Édition du mercredi 01 septembre 2004

Mots clés : documentaires

Les personnes qui se dévouent quotidiennement auraient mérité mieux qu'une diatribe dénuée de toutes nuances

Le documentaire présenté le dimanche 29 août, au Canal D, a pu inquiéter la population du Québec en ce qui concerne les services offerts dans les centres jeunesse du Québec dans un contexte de protection de la jeunesse. C'est pourquoi nous tenons à y réagir. Nous considérons qu'on ne peut objectivement juger de la qualité du système de protection québécois juste à travers ses lacunes.

Les cinq jeunes adultes qui ont témoigné dans le document ont eu une vie troublée et il est toujours difficile pour des intervenants de constater des insatisfactions et leurs impacts. Cependant, il est injuste pour tous les enfants du Québec qui ont été aidés par l'application de la Loi sur la protection de la jeunesse depuis les 25 dernières années et pour toutes les personnes qui travaillent au sein de la DPJ et des centres jeunesse de se livrer à un dénigrement systématique et partial du système québécois sur la seule base de quelques témoignages.

Nous regrettons qu'aucun intervenant social, éducateur ou directeur général des centres jeunesse n'ait été interviewé pour expliquer la complexité du travail, les contraintes à l'action et faire état des ressources supplémentaires requises pour sortir les enfants de la détresse.

Il y a des enfants et des parents qui sont reconnaissants de l'aide reçue dans l'épisode difficile de leur besoin de protection. Dommage que les auteurs du film n'aient pas cherché à les entendre également.

Respect et humanisme

Quelques critiques énoncées dans ce film par l'avocat, le pédiatre social ou encore par la narratrice méritent toutefois quelques commentaires.

Les activités légales et cliniques nécessaires pour procéder à l'évaluation d'un signalement, au suivi à faire auprès de l'enfant et de la famille et des autres professionnels qui assument des responsabilités auprès de l'enfant requièrent de la rigueur et de la compassion. Qui plus est, comme on parle d'enfants en détresse, les intervenants se doivent d'agir rapidement et avec doigté. Pour certains, les décisions sont trop hâtives, pour d'autres, trop lentes, ce qui explique les délais souvent critiqués par les protagonistes interrogés dans le documentaire.

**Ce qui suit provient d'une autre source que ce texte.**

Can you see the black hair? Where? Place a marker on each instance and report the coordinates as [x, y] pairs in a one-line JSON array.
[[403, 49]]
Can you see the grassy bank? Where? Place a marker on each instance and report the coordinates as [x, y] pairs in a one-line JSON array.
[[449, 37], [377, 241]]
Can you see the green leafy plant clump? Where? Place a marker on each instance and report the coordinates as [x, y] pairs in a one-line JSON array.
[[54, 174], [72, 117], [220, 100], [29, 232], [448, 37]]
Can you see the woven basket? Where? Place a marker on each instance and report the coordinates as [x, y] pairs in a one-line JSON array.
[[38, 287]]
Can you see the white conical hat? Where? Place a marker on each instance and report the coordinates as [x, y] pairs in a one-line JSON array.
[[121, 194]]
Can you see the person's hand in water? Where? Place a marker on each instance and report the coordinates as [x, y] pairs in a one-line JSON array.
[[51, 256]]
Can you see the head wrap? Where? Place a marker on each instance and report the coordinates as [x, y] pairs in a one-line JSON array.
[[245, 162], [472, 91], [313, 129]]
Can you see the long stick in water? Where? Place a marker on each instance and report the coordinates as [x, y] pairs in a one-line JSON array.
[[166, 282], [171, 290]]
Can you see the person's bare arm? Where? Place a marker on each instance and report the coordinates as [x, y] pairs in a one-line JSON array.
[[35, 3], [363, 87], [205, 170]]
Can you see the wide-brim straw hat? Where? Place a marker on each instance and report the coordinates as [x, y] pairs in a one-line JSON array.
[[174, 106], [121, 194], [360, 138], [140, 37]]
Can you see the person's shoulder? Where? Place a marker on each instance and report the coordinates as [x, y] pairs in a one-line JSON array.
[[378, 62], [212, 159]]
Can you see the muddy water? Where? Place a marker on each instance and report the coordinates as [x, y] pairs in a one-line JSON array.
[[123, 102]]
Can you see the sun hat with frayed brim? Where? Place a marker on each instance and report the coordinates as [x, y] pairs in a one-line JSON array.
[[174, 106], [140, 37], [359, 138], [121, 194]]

Cependant, ces actions sont essentielles pour s'assurer que l'enfant soit bien protégé et que toutes les décisions prises le soient dans son intérêt et le respect de ses droits.

Les hommes et les femmes qui interviennent au nom de la DPJ n'ont pas la prétention ni l'intention de remplacer les parents ou de vouloir leur retirer leurs responsabilités. Le mandat est de protéger un enfant des comportements abusifs ou négligents de ses parents ou de soutenir des parents dont les enfants ont des comportements autodestructeurs. Ce mandat est d'autant plus difficile que beaucoup de jeunes et de parents ne souhaitent pas d'emblée recevoir cette aide.

Contrairement à ce que laisse entendre le documentaire, les intervenants de la DPJ interviennent auprès des enfants et des familles avec respect et humanisme. Par contre, ceux-ci sont souvent au coeur de situations familiales conflictuelles et il arrive que le point de vue de l'intervenant s'oppose à celui de l'enfant ou de ses parents et qu'il ne soit alors pas possible de faire consensus autour des décisions à prendre dans le meilleur intérêt de l'enfant.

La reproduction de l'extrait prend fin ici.